In an electrostatic air cleaner (“precipitator”), the strong nonuniform electric field in the central region of a cylindrical capacitor (with outer and inner cylindrical radii Rₐ and R₆ ) is used to create ionized air molecules for use in charging dust and soot particles (Fig. 24–22). Under standard atmospheric conditions, if air is subjected to an electric field magnitude that exceeds its dielectric strength Eₛ ≈ 3.0 x 10⁶ N/C, air molecules will dissociate into positively charged ions and free electrons. In a precipitator, the region within which air is ionized (the corona discharge region) occupies a cylindrical volume of radius R that is typically five times that of the inner cylinder. Assume a particular precipitator is constructed with R₆ = 0.10 mm and Rₐ = 10.0 cm. In order to create a corona discharge region with radius R = 5.0 R₆, what potential difference V should be applied between the precipitator’s inner and outer conducting cylinders? [Besides dissociating air, the charged inner cylinder repels the resulting positive ions from the corona discharge region, where they are put to use in charging dust particles, which are then “collected” on the negatively charged outer cylinder.]

To get an idea how big a farad is, suppose you want to make a 1-F air-filled parallel-plate capacitor for a circuit you are building. To make it a reasonable size, suppose you limit the plate area to 1.0 cm². What would the gap have to be between the plates? Is this practically achievable?

Suppose in Fig. 24–27 that C₁ = C₃ = 8.0μF, C₂ = C₄ = 16μF, and Q₃ = 21μC. Determine the voltage V_ba across the combination.

(II) A 7.7-μF capacitor is charged by a 185-V battery (Fig. 24–21a) and then is disconnected from the battery. When this capacitor (C₁) is then connected (Fig. 24–21b) to a second (initially uncharged) capacitor, C₂, the final voltage on each capacitor is 15 V. What is the value of C₂? [Hint: Charge is conserved.]

Two capacitors connected in parallel produce an equivalent capacitance of 32.9-μF, but when connected in series the equivalent capacitance is only 5.5 μF. What is the individual capacitance of each capacitor?

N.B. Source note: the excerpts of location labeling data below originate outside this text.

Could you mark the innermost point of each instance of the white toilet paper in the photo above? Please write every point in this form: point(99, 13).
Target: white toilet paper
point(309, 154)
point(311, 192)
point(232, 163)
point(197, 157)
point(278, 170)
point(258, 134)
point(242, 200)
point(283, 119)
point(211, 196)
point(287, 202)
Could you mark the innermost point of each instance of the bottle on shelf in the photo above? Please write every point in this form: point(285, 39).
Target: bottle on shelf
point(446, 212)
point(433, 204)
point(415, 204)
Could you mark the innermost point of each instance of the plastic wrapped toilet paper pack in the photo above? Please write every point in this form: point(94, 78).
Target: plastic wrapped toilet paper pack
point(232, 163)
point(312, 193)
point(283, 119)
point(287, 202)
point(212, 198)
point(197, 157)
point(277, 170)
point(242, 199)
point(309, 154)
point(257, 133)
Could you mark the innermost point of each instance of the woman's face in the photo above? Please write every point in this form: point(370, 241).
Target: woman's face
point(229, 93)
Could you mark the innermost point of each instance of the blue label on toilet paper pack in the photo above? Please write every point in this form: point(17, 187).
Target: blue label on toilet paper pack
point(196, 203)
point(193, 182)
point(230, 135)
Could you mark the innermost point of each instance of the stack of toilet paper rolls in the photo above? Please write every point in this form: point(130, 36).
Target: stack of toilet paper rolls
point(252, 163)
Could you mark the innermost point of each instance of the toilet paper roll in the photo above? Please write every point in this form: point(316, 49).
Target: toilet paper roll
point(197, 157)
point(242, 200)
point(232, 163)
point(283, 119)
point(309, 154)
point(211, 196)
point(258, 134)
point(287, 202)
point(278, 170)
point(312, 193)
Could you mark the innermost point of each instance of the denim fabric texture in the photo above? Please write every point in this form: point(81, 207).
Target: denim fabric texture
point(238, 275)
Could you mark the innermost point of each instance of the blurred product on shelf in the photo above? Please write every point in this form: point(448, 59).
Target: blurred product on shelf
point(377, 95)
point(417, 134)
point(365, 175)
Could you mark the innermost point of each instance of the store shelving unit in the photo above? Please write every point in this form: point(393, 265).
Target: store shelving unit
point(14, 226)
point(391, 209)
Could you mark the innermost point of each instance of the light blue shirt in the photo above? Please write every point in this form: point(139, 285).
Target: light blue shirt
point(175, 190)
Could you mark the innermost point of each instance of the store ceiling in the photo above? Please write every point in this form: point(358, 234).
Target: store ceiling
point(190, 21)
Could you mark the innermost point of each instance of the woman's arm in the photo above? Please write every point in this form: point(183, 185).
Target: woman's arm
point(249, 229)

Small distances can be measured using a capacitor whose plate separation 𝓍 is variable. Consider an air-filled parallel-plate capacitor with fixed plate area A = 25 mm² separated by a variable distance 𝓍. Assume this capacitor is attached to a capacitance-measuring instrument which can measure capacitance C in the range 1.0 pF to 1000.0 pF with an accuracy of ∆C = 0.1 pF. Define ∆𝓍 to be the accuracy (magnitude) to which 𝓍 can be determined, and determine a formula for ∆𝓍.

A cylindrical capacitor (Example 24–2) has Rₐ = 3.5 mm and R₆.= 0.50 mm. The two conductors have a potential difference of 625 V, with the inner conductor at the higher potential. Calculate the energy stored in a 1.0-m length of the capacitor.